Young people across the Highlands have been robbed of the ability to earn money by Covid-19.
Stark new figures, dubbed “staggering” by the council’s children’s champion, lay bare the extent to which incomes across the region have been devastated by the pandemic.
Highland Council figures reveal communities that rely on tourism are among the hardest hit, while young people have been plunged into unemployment.
Universal Credit claims have sky-rocketed since March, prompting council leader Margaret Davidson to describe the situation as “extraordinarily worrying”.
Compared to March, when lockdown was imposed upon the UK, the number of claimants was up by 78% in August, from 11,277 to 20,119.
The 16-24 age group has been worst hit, almost doubling from 1,677 claimants in March to 3,251 in August.
Highland Council’s children’s champion, Councillor Linda Munro, said: “The statistics are staggering and the fact that behind every percentage point is a young and sometimes very young person’s life is appalling in 2020.
“Covid-19 has robbed our young people of so much.
“Our young people should be aiming for the stars, not part of sky-rocketing benefit claims.”
Mrs Davidson said she was astonished by the latest figures and admitted she worries for the future.
“It is an extraordinarily worrying situation. People are being driven to this miserly benefit just to keep food on the table.
“I am really fearful of the bleak winter ahead.”
Highland Council is working with all possible public agencies to find out where jobs and training are available.
It is also urging anyone in difficulty to contact the council’s phone line as a first port of call for help, on 0300 303 1362.
Geographically, Lochaber and Skye are among the hardest hit areas, highlighting their dependence on tourism.
Claimants at the Fort William job centre have increased by 110% to 1,718, and at the Portree job centre by 198% to 1,163.

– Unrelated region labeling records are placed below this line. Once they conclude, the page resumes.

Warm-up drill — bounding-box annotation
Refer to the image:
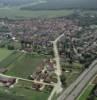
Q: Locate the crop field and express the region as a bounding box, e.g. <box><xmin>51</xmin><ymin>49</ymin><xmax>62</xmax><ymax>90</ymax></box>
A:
<box><xmin>0</xmin><ymin>8</ymin><xmax>73</xmax><ymax>19</ymax></box>
<box><xmin>6</xmin><ymin>54</ymin><xmax>45</xmax><ymax>78</ymax></box>
<box><xmin>0</xmin><ymin>48</ymin><xmax>12</xmax><ymax>62</ymax></box>
<box><xmin>0</xmin><ymin>81</ymin><xmax>49</xmax><ymax>100</ymax></box>
<box><xmin>77</xmin><ymin>84</ymin><xmax>95</xmax><ymax>100</ymax></box>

Skye councillor John Finlayson said the figures were of great concern across Highland, particularly in his ward.
“Local members will monitoring things closely and working with all agencies to ensure that where possible additional support is provided for individuals and families who are struggling,” he said.
In Lochaber, Caol and Mallaig councillor Ben Thompson described the Job Centre figures as extremely worrying, with the end of the furlough scheme likely to hit the Highlands particularly hard.
He said: “I know on the ground today the picture is even bleaker than these figures show.
“They only go to August when we were having a short-lived boom in tourism.
“Since then, many Lochaber hospitality businesses have closed either permanently or temporarily with many more, particularly young staff, now out of work.
“It is hurting the life chances of Highlanders, particularly the young and I am really concerned about the mental health impacts.
“It’s about pounds and pence in pockets, but it’s also people losing their sense of self-worth from their work and owners trying to deal with the huge stress of an extremely uncertain future.”
Meanwhile, Highland Council is looking at an electricity voucher scheme to combat fuel poverty, extending the winter fuel payment scheme in Inverness to reach more people and potentially using an underspend in the Inverness Common Good Fund and Scottish Government’s Covid-19-related welfare fund to support the needy over winter.
Highland Citizens Advice Bureau has recruited four more staff to advise on fuel poverty and they can be reached by calling 01463 237664.
Inverness, Badenoch and Strathspey CAB general manager, councillor Alasdair Christie, said: “It’s like sitting on a beach watching a tsunami of poverty come in.
“Fuel poverty is a big factor, and the new staff are there to give all the support people need to switch suppliers, get on the right tariff and save money.”